I put this graph up on Instagram this week and sharing it here as well because it’s important to understand, and I wanted to expand on this thought a bit.
The point of the graph is to show that issues adapt to stress at different rates. Muscle changes quickly, with about four weeks to improve neuromuscular connections and then up to eight weeks for hypertrophy (or cell growth) to occur. Changes in the tendon, ligament, and cartilage strength can be twice that, if not more!
It’s not surprising that injuries usually happen around the 9-month mark of a training plan, or alongside a high-intensity get-strong quick cycle, or after a hard push to get back following some time off.
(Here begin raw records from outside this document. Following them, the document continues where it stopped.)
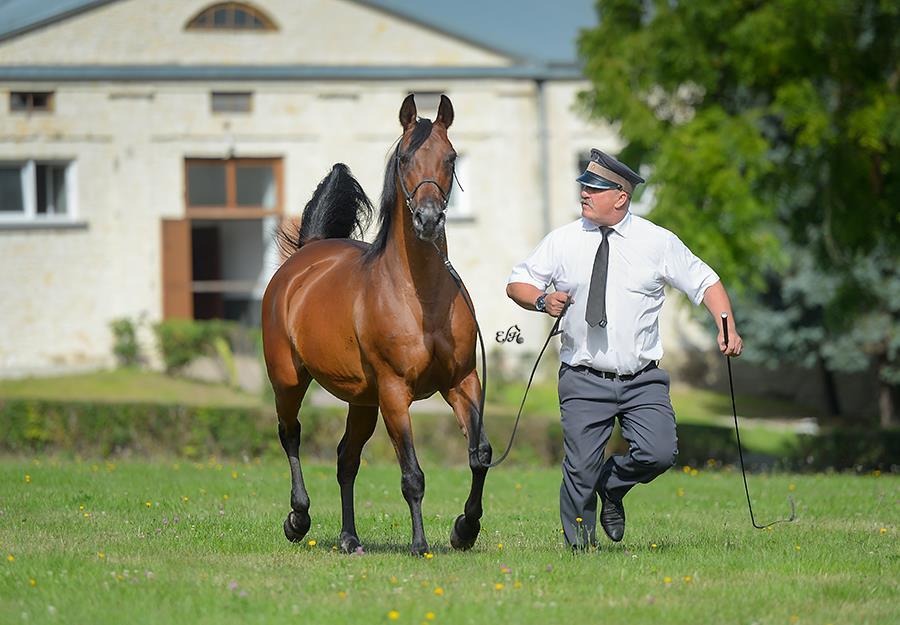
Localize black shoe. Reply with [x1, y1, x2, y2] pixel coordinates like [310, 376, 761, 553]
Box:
[600, 490, 625, 542]
[597, 463, 625, 543]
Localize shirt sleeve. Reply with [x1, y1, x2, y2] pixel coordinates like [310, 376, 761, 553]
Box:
[663, 233, 719, 306]
[506, 233, 558, 291]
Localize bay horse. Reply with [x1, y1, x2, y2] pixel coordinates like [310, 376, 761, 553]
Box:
[262, 95, 491, 555]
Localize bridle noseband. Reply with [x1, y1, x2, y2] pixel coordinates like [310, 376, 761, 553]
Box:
[394, 144, 459, 215]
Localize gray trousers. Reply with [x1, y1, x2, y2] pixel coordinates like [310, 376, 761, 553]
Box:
[559, 364, 678, 546]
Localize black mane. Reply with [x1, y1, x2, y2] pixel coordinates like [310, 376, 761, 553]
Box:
[363, 118, 432, 261]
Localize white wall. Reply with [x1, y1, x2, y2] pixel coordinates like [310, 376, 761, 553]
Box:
[0, 0, 509, 66]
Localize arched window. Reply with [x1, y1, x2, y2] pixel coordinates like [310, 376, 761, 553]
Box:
[186, 2, 278, 30]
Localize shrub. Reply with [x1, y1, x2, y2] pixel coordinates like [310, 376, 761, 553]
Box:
[154, 319, 241, 376]
[109, 317, 141, 367]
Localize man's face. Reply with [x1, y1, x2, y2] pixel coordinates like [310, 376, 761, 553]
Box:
[581, 185, 628, 226]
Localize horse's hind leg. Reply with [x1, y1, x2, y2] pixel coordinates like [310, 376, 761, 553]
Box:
[444, 371, 491, 550]
[337, 405, 378, 553]
[275, 372, 312, 542]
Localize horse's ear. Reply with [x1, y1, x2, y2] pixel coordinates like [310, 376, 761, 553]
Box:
[400, 93, 416, 130]
[434, 93, 453, 128]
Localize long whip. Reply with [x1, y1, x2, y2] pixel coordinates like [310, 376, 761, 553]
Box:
[722, 313, 797, 530]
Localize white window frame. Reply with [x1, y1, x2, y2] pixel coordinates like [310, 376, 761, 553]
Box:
[447, 153, 475, 221]
[0, 159, 78, 224]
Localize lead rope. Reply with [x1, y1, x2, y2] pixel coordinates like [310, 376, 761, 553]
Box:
[431, 241, 571, 469]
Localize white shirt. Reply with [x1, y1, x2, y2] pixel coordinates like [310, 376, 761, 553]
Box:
[508, 212, 719, 375]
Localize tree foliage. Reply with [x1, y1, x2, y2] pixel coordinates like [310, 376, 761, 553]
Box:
[580, 0, 900, 421]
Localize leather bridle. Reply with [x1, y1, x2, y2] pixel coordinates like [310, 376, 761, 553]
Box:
[394, 144, 462, 215]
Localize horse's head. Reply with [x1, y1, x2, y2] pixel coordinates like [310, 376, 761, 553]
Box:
[396, 94, 456, 241]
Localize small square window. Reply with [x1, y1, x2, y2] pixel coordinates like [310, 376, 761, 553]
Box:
[0, 165, 25, 215]
[0, 160, 75, 221]
[9, 91, 53, 112]
[211, 91, 253, 113]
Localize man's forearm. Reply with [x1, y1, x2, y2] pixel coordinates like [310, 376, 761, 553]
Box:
[703, 280, 734, 332]
[506, 282, 543, 310]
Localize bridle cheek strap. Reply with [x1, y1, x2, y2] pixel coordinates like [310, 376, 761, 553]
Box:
[394, 146, 456, 214]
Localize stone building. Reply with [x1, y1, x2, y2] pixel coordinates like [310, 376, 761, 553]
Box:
[0, 0, 704, 376]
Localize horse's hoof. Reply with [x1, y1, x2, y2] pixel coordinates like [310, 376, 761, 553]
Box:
[340, 533, 362, 554]
[284, 510, 312, 543]
[450, 514, 481, 551]
[411, 543, 429, 558]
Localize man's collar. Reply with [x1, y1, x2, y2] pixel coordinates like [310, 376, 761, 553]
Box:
[581, 211, 632, 237]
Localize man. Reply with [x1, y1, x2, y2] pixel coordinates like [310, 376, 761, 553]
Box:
[506, 150, 742, 548]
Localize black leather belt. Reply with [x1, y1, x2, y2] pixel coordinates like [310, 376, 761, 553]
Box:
[563, 362, 659, 382]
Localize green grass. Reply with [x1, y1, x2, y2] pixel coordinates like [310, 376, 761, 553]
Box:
[0, 369, 263, 407]
[0, 458, 900, 625]
[0, 369, 810, 457]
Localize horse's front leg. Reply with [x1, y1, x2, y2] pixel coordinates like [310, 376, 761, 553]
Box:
[378, 380, 428, 556]
[444, 371, 492, 550]
[337, 404, 378, 553]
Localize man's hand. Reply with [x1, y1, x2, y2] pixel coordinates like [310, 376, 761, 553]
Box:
[719, 324, 744, 357]
[544, 291, 575, 317]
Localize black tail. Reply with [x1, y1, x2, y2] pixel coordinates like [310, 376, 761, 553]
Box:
[278, 163, 372, 258]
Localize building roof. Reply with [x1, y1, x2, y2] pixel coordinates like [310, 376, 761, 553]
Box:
[0, 0, 597, 68]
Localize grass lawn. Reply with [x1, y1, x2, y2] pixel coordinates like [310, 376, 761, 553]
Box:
[0, 458, 900, 625]
[0, 369, 810, 456]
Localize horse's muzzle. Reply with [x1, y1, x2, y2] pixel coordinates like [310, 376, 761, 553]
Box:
[413, 200, 444, 241]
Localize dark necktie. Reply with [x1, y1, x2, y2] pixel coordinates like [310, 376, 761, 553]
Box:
[584, 226, 612, 328]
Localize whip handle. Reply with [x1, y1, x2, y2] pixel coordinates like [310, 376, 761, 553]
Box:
[722, 313, 728, 347]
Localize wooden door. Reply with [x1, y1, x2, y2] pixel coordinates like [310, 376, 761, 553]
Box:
[162, 219, 194, 319]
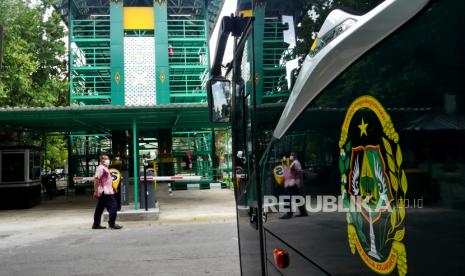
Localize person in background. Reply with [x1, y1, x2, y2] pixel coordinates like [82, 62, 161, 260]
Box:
[281, 152, 308, 219]
[92, 154, 123, 229]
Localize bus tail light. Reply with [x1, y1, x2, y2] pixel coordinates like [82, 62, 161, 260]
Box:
[273, 248, 289, 269]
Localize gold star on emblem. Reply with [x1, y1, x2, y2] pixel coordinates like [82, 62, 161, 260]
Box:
[358, 118, 368, 137]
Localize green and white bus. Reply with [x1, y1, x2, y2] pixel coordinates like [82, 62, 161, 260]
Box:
[210, 0, 465, 275]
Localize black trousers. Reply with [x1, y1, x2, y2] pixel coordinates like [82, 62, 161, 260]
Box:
[94, 193, 118, 226]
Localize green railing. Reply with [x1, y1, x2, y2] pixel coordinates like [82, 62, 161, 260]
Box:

This is when your muscles and mind say it’s time to go heavier or further, but other tissues in your body are still working up to that level.
The take home I was going for is a reminder that you’re training your body and not just your muscles, and to illustrate the risk for the program that promises exponential gains quickly.
Although it left many wondering, “What’s too much?”
Unfortunately, there is no way of knowing, but here are some ideas to consider for your training:
1. The 10% Rule of Running is a great guideline that applies well to all activities. Basically, don’t increase weight, reps, mileage, or another training variable by more than 10% each week.
2. Create long-term goals. I’m a huge fan of the 5-3-1 program by Jim Wendler. You can read his write-up on the program here at T-Nation. Despite the bro-flair, it’s fundamental reading for training. Key to the whole program is a long-term linear progression, in the article, Wendler says,
“I plan my training for a year. I know exactly what I want to do and what I want to accomplish 12 months in advance. And I know what 5 or 10 pounds a month adds up to over the course of a year.”
By looking at training as a long-term progression, you protect yourself from steep spikes in workloads and can make small adjustments to the plan between each workout. This applies to running, CrossFit, swimming, baseball, and any other activity you want to pursue. Know where you want to go and make a plan to get there.
3. Assess the Risk vs. Reward. When the reward on the other side outways the risk to get there, there are reasons to do a Smolov squat cycle or a 6-week PR program. If you’ve spent years building the capacity to push your body, feel free to take those risks in training if the reward pays off for you.
4. Be Patient, and Your Consistency Will Pay Off. As Jim Wendler says…
“The pursuit of strength is not a six-month or one-year pursuit. It’s a 30-year pursuit for me. You’ve got to be smart about it. But everyone wants everything right now.”